Class SourceOutputWithWatermarks<T>

  • Type Parameters:
    T - The type of emitted records.
    All Implemented Interfaces:
    WatermarkOutput, SourceOutput<T>

    @Internal
    public class SourceOutputWithWatermarks<T>
    extends Object
    implements SourceOutput<T>
    Implementation of the SourceOutput. The records emitted to this output are pushed into a given PushingAsyncDataInput.DataOutput. The watermarks are pushed into the same output, or into a separate WatermarkOutput, if one is provided.

    Periodic Watermarks

    This output does not implement automatic periodic watermark emission. The method emitPeriodicWatermark() needs to be called periodically.

    Note on Performance Considerations

    The methods SourceOutput.collect(Object) and SourceOutput.collect(Object, long) are highly performance-critical (part of the hot loop). To make the code as JIT friendly as possible, we want to have only a single implementation of these two methods, across all classes. That way, the JIT compiler can de-virtualize (and inline) them better.

    Currently, we have one implementation of these methods for the case where we don't need watermarks (see class NoOpTimestampsAndWatermarks) and one for the case where we do (this class). When the JVM is dedicated to a single job (or type of job) only one of these classes will be loaded. In mixed job setups, we still have a bimorphic method (rather than a poly/-/mega-morphic method).

    • Method Detail

      • collect

        public final void collect​(T record)
        Description copied from interface: SourceOutput
        Emit a record without a timestamp.

        Use this method if the source system does not have a notion of records with timestamps.

        The events later pass through a TimestampAssigner, which attaches a timestamp to the event based on the event's contents. For example a file source with JSON records would not have a generic timestamp from the file reading and JSON parsing process, and thus use this method to produce initially a record without a timestamp. The TimestampAssigner in the next step would be used to extract timestamp from a field of the JSON object.

        Specified by:
        collect in interface SourceOutput<T>
        Parameters:
        record - the record to emit.
      • collect

        public final void collect​(T record,
                                  long timestamp)
        Description copied from interface: SourceOutput
        Emit a record with a timestamp.

        Use this method if the source system has timestamps attached to records. Typical examples would be Logs, PubSubs, or Message Queues, like Kafka or Kinesis, which store a timestamp with each event.

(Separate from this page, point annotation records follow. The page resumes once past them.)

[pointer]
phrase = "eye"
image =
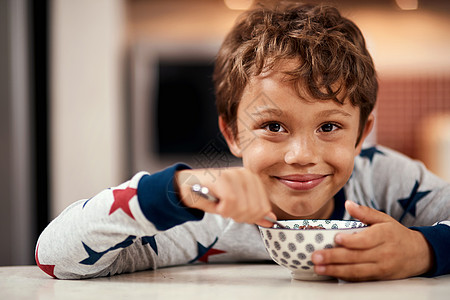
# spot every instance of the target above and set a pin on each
(274, 127)
(328, 127)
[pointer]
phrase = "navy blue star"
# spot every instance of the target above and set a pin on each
(409, 204)
(95, 256)
(202, 250)
(150, 240)
(370, 152)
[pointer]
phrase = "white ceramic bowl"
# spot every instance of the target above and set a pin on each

        The events typically still pass through a TimestampAssigner, which may decide to either use this source-provided timestamp, or replace it with a timestamp stored within the event (for example if the event was a JSON object one could configure aTimestampAssigner that extracts one of the object's fields and uses that as a timestamp).

        Specified by:
        collect in interface SourceOutput<T>
        Parameters:
        record - the record to emit.
        timestamp - the timestamp of the record.
      • emitWatermark

        public final void emitWatermark​(Watermark watermark)
        Description copied from interface: WatermarkOutput
        Emits the given watermark.

        Emitting a watermark also implicitly marks the stream as active, ending previously marked idleness.

        Specified by:
        emitWatermark in interface WatermarkOutput
      • markIdle

        public final void markIdle()
        Description copied from interface: WatermarkOutput
        Marks this output as idle, meaning that downstream operations do not wait for watermarks from this output.

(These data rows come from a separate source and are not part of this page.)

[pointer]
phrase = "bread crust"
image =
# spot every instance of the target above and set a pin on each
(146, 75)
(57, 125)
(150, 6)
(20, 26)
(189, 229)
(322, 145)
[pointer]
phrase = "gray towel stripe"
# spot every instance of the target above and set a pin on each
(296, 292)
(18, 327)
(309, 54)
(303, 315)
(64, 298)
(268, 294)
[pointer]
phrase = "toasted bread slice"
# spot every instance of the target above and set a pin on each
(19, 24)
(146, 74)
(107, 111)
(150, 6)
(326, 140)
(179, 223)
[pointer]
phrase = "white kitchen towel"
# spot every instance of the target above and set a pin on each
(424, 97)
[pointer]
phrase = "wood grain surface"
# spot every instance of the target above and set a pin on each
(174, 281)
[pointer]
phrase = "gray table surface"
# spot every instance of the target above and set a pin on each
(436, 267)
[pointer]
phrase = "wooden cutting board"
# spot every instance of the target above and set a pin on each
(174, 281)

        An output becomes active again as soon as the next watermark is emitted or WatermarkOutput.markActive() is explicitly called.

        Specified by:
        markIdle in interface WatermarkOutput
      • markActive

        public void markActive()
        Description copied from interface: WatermarkOutput
        Marks this output as active, meaning that downstream operations should wait for watermarks from this output.
        Specified by:
        markActive in interface WatermarkOutput
      • emitPeriodicWatermark

        public final void emitPeriodicWatermark()